Alaska, between Anchorage and Denali

Certainly, only a minority of such people die, but many of those who remain and who never shake their habits end up miserable and alone.  In short, they don’t find that thing we’re all looking for: happiness.  Happiness has no residence in the desert, nor does it exist in lasting from atop a mountain.  Isolation has its benefits, but only if he who embraces it returns to society after a time and integrates whatever he has gained from his experience into a lifestyle that includes other human beings.

To put it bluntly, people like Chris McCandless may learn a lot from their recklessness, but they do so at the expense of a full and happy life.   Ever notice how people who have a lot of friends and who don’t turn their backs on love are less likely to dwell on those burning questions that often lead to such misery for the loners among us?  It’s no coincidence.  Human contact engenders security and well-being.  It reduces the need to know all the answers.  To most people, that probably sounds like common knowledge.  But whatever some may say, we aren’t all made of the same stuff—at the very least, that “stuff” is arranged differently in each of us, so that what is “common knowledge” to some is foreign to others.

Edward Whymper writes:

Still, the last sad memory hovers round, and sometimes drifts across like floating mist, cutting off sunshine and chilling the remembrance of happier times.  There have been joys too great to be described in words, and there have been griefs upon which I have not dared to dwell; and with these in mind I say: Climb if you will, but remember that courage and strength are naught without prudence, and that a momentary negligence may destroy the happiness of a lifetime.  Do nothing in haste; look well to each step; and from the beginning think what may be the end (Krakauer, p. 200).

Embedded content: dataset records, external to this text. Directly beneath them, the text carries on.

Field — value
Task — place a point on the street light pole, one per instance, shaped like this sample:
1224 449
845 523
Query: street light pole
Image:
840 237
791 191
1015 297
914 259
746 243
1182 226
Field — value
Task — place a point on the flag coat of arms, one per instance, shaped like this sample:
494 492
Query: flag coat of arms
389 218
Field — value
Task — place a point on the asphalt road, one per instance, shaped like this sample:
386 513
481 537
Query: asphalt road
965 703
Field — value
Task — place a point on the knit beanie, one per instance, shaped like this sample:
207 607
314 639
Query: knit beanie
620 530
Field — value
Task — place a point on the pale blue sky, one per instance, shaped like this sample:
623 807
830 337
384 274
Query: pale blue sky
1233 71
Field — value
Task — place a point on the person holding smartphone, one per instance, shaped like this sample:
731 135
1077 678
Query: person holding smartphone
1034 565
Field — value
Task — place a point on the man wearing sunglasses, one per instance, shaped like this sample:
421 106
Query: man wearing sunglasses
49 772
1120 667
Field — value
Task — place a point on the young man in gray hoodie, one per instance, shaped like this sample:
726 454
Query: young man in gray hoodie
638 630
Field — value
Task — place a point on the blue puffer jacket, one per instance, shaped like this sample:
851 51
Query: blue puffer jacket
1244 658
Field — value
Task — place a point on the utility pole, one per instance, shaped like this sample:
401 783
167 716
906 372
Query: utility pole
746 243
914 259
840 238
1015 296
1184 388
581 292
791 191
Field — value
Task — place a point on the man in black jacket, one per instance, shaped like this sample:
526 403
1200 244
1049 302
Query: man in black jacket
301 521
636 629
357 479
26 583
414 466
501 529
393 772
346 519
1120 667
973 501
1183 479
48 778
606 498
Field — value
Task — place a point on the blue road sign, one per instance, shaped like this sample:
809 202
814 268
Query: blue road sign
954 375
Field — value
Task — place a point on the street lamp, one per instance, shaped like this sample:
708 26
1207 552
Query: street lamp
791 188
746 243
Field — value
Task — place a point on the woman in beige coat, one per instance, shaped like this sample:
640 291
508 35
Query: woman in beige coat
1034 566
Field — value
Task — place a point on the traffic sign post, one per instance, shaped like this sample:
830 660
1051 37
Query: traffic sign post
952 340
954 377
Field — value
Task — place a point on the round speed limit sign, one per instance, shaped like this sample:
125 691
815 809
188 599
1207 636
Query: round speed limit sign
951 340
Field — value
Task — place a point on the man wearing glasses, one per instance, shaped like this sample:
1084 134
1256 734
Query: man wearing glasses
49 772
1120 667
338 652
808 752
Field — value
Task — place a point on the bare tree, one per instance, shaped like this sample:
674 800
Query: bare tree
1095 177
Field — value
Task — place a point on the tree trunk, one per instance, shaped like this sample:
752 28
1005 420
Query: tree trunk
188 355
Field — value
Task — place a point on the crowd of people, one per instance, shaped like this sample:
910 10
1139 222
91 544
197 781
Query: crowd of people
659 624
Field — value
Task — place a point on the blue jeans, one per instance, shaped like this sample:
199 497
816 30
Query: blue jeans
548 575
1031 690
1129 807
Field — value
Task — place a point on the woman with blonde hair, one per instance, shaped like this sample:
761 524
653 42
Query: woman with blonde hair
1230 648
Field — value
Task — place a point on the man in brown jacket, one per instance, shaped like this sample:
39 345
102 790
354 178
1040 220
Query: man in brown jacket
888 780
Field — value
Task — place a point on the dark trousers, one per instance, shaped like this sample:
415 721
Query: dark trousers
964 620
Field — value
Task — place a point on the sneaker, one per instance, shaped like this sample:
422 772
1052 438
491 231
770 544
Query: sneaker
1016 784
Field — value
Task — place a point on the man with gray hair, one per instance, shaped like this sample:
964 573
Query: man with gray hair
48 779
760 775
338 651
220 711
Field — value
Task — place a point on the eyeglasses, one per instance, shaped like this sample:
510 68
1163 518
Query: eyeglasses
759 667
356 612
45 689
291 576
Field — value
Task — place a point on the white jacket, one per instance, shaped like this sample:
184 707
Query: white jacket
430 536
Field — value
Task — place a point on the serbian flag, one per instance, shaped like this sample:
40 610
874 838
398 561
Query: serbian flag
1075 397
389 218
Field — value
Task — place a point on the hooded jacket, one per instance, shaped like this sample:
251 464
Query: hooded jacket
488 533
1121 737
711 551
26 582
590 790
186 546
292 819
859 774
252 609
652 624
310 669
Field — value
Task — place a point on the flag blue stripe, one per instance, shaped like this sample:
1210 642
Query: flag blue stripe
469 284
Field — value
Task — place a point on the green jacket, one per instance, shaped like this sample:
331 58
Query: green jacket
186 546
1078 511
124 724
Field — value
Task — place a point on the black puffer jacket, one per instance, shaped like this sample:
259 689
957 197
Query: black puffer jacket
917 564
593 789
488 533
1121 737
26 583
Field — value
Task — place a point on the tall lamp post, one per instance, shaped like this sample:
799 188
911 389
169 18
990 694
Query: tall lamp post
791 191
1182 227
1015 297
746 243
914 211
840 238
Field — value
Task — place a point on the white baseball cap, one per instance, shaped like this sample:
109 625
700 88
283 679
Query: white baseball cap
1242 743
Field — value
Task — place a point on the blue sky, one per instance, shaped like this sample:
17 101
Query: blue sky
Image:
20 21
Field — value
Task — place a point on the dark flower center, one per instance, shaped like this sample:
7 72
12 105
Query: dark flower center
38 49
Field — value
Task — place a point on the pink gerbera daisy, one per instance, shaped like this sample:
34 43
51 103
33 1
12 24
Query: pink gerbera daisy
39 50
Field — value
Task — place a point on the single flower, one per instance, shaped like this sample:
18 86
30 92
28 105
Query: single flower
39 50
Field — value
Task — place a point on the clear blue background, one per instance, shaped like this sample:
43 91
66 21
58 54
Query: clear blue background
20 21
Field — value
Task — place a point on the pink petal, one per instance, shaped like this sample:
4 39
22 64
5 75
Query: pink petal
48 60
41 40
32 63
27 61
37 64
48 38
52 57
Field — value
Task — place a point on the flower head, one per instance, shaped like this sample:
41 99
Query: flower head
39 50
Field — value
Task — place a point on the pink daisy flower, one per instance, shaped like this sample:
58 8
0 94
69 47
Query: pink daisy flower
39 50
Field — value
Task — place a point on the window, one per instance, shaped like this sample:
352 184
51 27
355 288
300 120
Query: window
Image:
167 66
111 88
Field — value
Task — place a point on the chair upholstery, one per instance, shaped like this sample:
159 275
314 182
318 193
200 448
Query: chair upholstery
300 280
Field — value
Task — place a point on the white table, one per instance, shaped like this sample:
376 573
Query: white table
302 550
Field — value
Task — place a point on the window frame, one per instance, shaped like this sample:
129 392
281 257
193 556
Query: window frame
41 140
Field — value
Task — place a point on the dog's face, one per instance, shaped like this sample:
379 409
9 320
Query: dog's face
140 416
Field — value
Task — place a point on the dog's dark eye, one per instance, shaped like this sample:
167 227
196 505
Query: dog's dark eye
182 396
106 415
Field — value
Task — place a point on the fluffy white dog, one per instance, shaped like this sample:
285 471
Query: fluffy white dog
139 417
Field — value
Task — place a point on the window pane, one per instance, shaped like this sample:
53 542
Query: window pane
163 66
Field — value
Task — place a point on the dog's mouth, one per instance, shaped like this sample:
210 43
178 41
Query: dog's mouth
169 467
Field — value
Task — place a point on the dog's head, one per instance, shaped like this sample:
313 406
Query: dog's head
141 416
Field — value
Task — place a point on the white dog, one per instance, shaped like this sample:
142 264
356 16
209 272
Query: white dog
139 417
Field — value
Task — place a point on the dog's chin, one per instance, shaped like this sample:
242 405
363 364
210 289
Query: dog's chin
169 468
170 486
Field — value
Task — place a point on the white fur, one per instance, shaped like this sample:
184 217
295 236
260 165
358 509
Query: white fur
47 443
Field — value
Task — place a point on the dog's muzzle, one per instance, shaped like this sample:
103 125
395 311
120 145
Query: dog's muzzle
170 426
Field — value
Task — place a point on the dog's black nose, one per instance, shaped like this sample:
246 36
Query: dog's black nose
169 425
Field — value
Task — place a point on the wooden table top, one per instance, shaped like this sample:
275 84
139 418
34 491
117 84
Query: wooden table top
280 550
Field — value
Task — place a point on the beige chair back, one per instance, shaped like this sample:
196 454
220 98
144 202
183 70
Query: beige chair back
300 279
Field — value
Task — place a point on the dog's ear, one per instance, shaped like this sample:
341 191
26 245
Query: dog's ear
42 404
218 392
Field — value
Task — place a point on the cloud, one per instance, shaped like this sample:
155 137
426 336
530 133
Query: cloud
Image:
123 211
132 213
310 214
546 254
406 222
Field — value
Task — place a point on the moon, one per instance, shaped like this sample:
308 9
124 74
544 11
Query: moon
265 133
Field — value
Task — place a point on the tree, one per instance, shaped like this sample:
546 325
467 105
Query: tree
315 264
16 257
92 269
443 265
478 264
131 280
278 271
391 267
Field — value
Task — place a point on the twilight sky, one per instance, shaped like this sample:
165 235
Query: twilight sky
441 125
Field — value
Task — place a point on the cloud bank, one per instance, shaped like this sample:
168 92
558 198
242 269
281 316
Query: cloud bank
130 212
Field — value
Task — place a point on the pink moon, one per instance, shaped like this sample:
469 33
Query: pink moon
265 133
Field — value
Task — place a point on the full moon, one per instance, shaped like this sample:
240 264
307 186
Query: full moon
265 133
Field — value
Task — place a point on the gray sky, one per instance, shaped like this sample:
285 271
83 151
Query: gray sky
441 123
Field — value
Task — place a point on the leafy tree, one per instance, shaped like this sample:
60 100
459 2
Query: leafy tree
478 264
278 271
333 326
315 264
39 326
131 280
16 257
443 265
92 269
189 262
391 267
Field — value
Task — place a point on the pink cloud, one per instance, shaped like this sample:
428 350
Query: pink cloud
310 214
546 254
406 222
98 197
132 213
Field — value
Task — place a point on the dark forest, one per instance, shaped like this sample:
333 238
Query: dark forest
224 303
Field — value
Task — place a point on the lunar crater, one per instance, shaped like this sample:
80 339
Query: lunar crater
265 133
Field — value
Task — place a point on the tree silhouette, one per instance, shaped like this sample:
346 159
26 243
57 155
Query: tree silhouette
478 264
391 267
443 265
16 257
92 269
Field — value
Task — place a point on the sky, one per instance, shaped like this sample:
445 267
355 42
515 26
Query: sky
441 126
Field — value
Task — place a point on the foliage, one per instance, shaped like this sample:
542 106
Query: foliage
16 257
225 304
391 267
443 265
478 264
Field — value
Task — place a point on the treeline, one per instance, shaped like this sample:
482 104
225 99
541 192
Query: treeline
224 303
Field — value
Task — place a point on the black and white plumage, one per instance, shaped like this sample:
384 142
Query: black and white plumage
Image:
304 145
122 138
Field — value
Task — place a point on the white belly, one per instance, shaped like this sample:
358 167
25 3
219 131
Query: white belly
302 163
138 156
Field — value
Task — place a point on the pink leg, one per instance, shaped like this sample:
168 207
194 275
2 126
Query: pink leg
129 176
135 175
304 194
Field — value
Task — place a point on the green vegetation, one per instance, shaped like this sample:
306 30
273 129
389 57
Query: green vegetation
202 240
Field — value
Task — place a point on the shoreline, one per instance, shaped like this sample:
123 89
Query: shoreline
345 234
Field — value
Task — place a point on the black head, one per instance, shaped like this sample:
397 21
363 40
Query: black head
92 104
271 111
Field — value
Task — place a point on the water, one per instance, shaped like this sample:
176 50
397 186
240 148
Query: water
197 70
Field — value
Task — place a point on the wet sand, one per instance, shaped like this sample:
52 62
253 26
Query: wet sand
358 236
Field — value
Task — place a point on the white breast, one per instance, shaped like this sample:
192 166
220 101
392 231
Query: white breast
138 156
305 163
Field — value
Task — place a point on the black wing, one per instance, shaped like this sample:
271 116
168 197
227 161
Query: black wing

Whymper was a mountaineer.  Like most climbers I’ve known, he uses climbing as a metaphor for everything.  His message?  Yes, take risks in life.  Take on dangerous challenges and expose yourself to the elements, but do not do so blindly without an eye toward what may come next.  Pause and consider alternative paths that entail adventure and hold mystery also, yet that are less likely to annihilate you.  Climbing Everest is a legitimate goal for the well prepared, but make the ascent knowing that rock and ice alone never cured anyone of depression.  Try talking to someone first.  Besides, there are other ways to seek transcendence.  Everest isn’t the only mountain out there; it’s just the tallest.

*I was a little more didactic in my writing back when I wrote this… College wasn’t far behind me and I think I was still strongly influenced by writing essays and long analytical papers.  It’s fun to see how your writing and thought process change over time.  Anyway, I thought this post was appropriate since I’m moving tomorrow.